In “Civilization of China” (1911), Herbert Giles wrote that “for pleasure pure and simple, independent of gains and losses, the theater occupies the warmest place in every Chinaman’s heart”. The fact that the Chinese theater is also known by the name guo cui (“quintessence of the nation”) solidifies its prestige as the most important form of entertainment in China where it has been for centuries.
Female musicians performing Chinese classical music. ( Public Domain )

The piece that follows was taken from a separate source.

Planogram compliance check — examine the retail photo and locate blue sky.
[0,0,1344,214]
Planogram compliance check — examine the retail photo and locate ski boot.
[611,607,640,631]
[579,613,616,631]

Chinese opera is one of the three oldest dramatic art forms in the world—the other two being ancient Greek’s theater and Indian Sanskrit opera. The roots of Chinese opera go back to the early periods in China and gradually evolving over more than a thousand years, reaching its mature form during the Song Dynasty in the 13th century CE and becoming fashionable in the Qing Dynasty (1644 – 1911 CE). It was popular among ordinary people who would watch performances in tearooms, restaurants, and makeshift stages.
Chinese opera actor prepares for his entrance at the theatre, 1892. ( Public Domain )
These days, local operas are found in every part of China where they are performed according to local musical styles and in regional languages. Indeed, the staging itself is simple: actions occur on a bare stage except for a backdrop and simple props. A table and several chairs can indicate a throne, wall, mountain, or many other locations. The actors’ costumes and makeup identify standard character types which are immediately recognizable even to foreigners. However, behind this simplicity lies decades of training, strict visual etiquette, and layers of symbolism.
Setting the Scene: Fire-breathing and Fighting Oppression
According to Liji (“the Book of Rites”), a collection of texts describing the social forms, administration, and ceremonial rites of the Zhou Dynasty (1046 – 256 BCE), children at the age of thirteen had already learned to dance and sing. Most forms of Chinese opera owe their performance styles and their plot-lines to the musically fertile Shanxi province. Plots in Shanxi Opera often deal with fighting oppression, wars against the northern barbarians, and issues of loyalty. Some Shanxi Opera productions include special effects such as fire-breathing or acrobatic twirling, in addition to the standard operatic acting and singing. An early form of Chinese opera, originating from the Later Zhao Dynasty (319 – 351 CE), was a simple comic drama involving only two performers who are thought to be the forerunners of the comic characters of later Chinese opera.
A Chinese Comedian (Wellcome Image/ CC BY-SA 4.0 )
During the Han and the Tsin (265 – 420 CE) Dynasties, new dances were introduced. Evidently, the new dances were proven to be popular as they gradually became an artistic achievement enjoyed by high society. Ming Huang, Emperor of the Tang Dynasty (618–907 CE) acquired a concubine name Yang Yuhuan who soon learned to dance many pieces that delighted him. The Emperor then decreed that a group of boys should be trained in the li yuan (“the pear garden”) of the inner court to do choral dances with girls from the palace. After that, the name “li yuan” was used to refer to the theater, and líyuán dìzi (“Children of the Pear Garden”) became the general name for actors and actresses. To this day, Emperor Ming Huang himself is worshiped as the patron of Chinese opera.
Festivals – or War! Chinese Opera Makeup and Masks
The art of facial makeup in Chinese opera also has a long and dramatic history. In the Spring and Autumn period (770 – 476 BCE), people in the two kingdoms of Wu and Yue, two warring states in the lower reaches of the Yangtze, dyed their faces and skin with various colors wore animal hides and birds’ feathers and blackened their teeth. These decorations evolved into masks worn at war or at festivals to worship gods and drive away monsters. In the Han Dynasty (207 BCE – 220 CE), actors wore beast-head decorations in operas.